Awesome
node-tesseract-native
C++ module for node providing OCR with tesseract and leptonica
Prerequisites
- Have linux or OSX (at least these are tested OSes)
- Have node and node-gyp installed
- Have leptonica (~1.68) libs and headers installed
- Have tesseract (~3.02) libs and headers installed
Build
Checkout the repository and build it yourself using (you will also need this for the node10 branch)
node-gyp configure && node-gyp build
or use npm
npm install tesseract_native for nodejs > 0.12.0 <= 8.x.y
or
npm install tesseract_native@0.4.1 for nodejs >= 0.9.4 < 0.12.0
Supported Picture Formats
The module can handle every picture format leptonica can handle (see there), but as this module is likely to be used in an online service, pictures should be as small as possible. A 1.3 Megapixel picture converted to B/W using adaptive threshold filtering, saved as PNG will be 50KB on average. This is were you want to go.
Test your setup
You can test your setup using the provided test.js script on the command-line
$ node test.js HelloWorld.jpg
Example server
The code below shows a fully functional server where you can POST pictures to. The response will contain the recognized plain text or be empty if nothing was recognized or something went wrong.

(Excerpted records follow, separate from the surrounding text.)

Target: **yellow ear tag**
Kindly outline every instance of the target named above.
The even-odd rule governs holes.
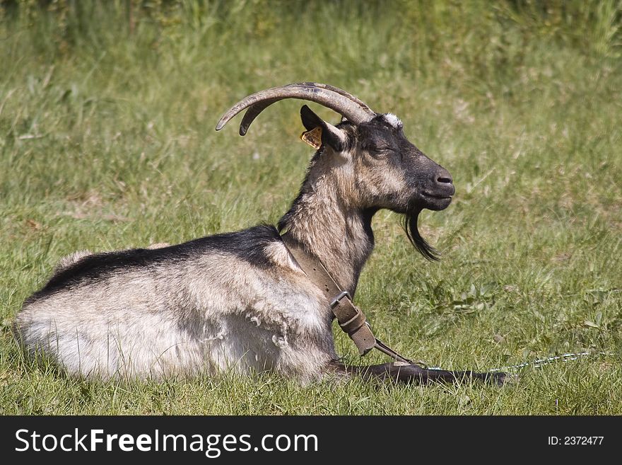
[[[322,147],[322,126],[317,126],[310,131],[303,132],[300,134],[300,139],[317,150]]]

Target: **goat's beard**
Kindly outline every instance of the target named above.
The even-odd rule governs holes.
[[[404,229],[406,230],[406,235],[411,243],[421,255],[430,261],[438,260],[439,259],[438,251],[421,237],[419,229],[417,228],[417,220],[422,209],[423,209],[421,207],[409,205],[404,217]]]

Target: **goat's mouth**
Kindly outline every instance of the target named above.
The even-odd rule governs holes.
[[[452,202],[453,193],[430,193],[422,192],[421,197],[423,200],[422,207],[430,210],[442,210],[450,206]]]

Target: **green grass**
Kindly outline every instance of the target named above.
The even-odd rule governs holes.
[[[124,5],[0,7],[0,413],[622,414],[619,1],[151,1],[131,28]],[[278,220],[311,155],[301,103],[244,138],[213,127],[299,81],[398,115],[454,179],[452,205],[420,220],[440,263],[397,215],[374,220],[356,302],[378,337],[447,369],[594,355],[500,389],[87,382],[24,360],[10,325],[63,256]]]

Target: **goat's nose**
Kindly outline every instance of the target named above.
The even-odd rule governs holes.
[[[450,172],[443,168],[437,173],[436,182],[439,184],[451,184],[454,180]]]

var tesseract = require('tesseract_native');
var http = require('http');
var server = http.createServer(function(request, response)
{
if(request.method === 'POST')
{
var totalSize = 0;
var bufferList = new Array();
var myOcr = new tesseract.OcrEio();
request.on('data', function(data) {
bufferList.push(data);
totalSize += data.length;
if (totalSize > 1e6) {
console.log('Request body too large');
request.connection.destroy();
}
});
request.on('end', function() {
var buffer = Buffer.concat(bufferList, totalSize);
myOcr.ocr(buffer, function(err, result) {
if(err) {
response.writeHead(500, {'Content-Type': 'text/plain'});
response.end("Error " + err);
} else {
response.writeHead(200, {'Content-Type': 'text/plain'});
response.end(result);
}
});
});
} else {
request.connection.destroy();
}
}).listen(process.argv[2]);
Parameters
The OCR function also accepts a config object as second and the callback as third parameter like this:
myOcr.ocr(buffer, { lang:"eng", rect:[0,0,400,400] }, function(result) {
// do something
});
The first supported parameter is tessdata
, which is the path to you Tesseract data directory (/usr/local/share/tessdata/
by default). The second is lang
which can be any three-character code for a language you have installed with Tesseract (eng
by default). The third is rect
, which is an array describing a rect of the form [X
, Y
, WIDTH
, HEIGHT
] limiting the image region for recognition. If you try the above rect with the provided test image it should land you in hell...
Another parameter psm
which takes an Integer from 0
to 10
configuring the page segmentation mode as in the table below. The default mode is 3
.
Value | Meaning |
---|---|
0 | Orientation and script detection (OSD) only. |
1 | Automatic page segmentation with OSD. |
2 | Automatic page segmentation, but no OSD, or OCR. |
3 | Fully automatic page segmentation, but no OSD. (Default) |
4 | Assume a single column of text of variable sizes. |
5 | Assume a single uniform block of vertically aligned text. |
6 | Assume a single uniform block of text. |
7 | Treat the image as a single text line. |
8 | Treat the image as a single word. |
9 | Treat the image as a single word in a circle. |
10 | Treat the image as a single character. |
Why?
The question may arise. I've seen many tesseract wrappers for node and none of them I found did it quite right, some of them even did it wrong. The philosophy (and necessity) behind node is not to block, so everything that does work has to do it asynchronously and emit an event/execute a closure when it's done. If you don't do that, your node application will simply not perform well.
But even in this code you can see a very crude solution, performance-wise. The tesseract api is instantiated and initialized on every call to the ocr method. Why did't I do that when loading the module or when the constructor gets called? It has multiple reasons:
-
Simplicity: Initializing tesseract involves file system access, that means, must be performed asynchronously. The OCR work is done by adding the function to the asynchronous uv_queue_work, for simplicity I bundled all time-consuming tasks in the function that gets passed to the queue. So even though initializing wastes some cycles, it is still perfectly non-blocking.
-
Flexiblity: The language setting is passed on initialization, so by initializing on each request, the language used for detection can be set with each request.
-
Robustness: The tesseract context may not be thread-safe. There are hints in the tesseract code that suggest that. I will look further into it and I will be experimenting with a version that initializes the tesseract context at load time.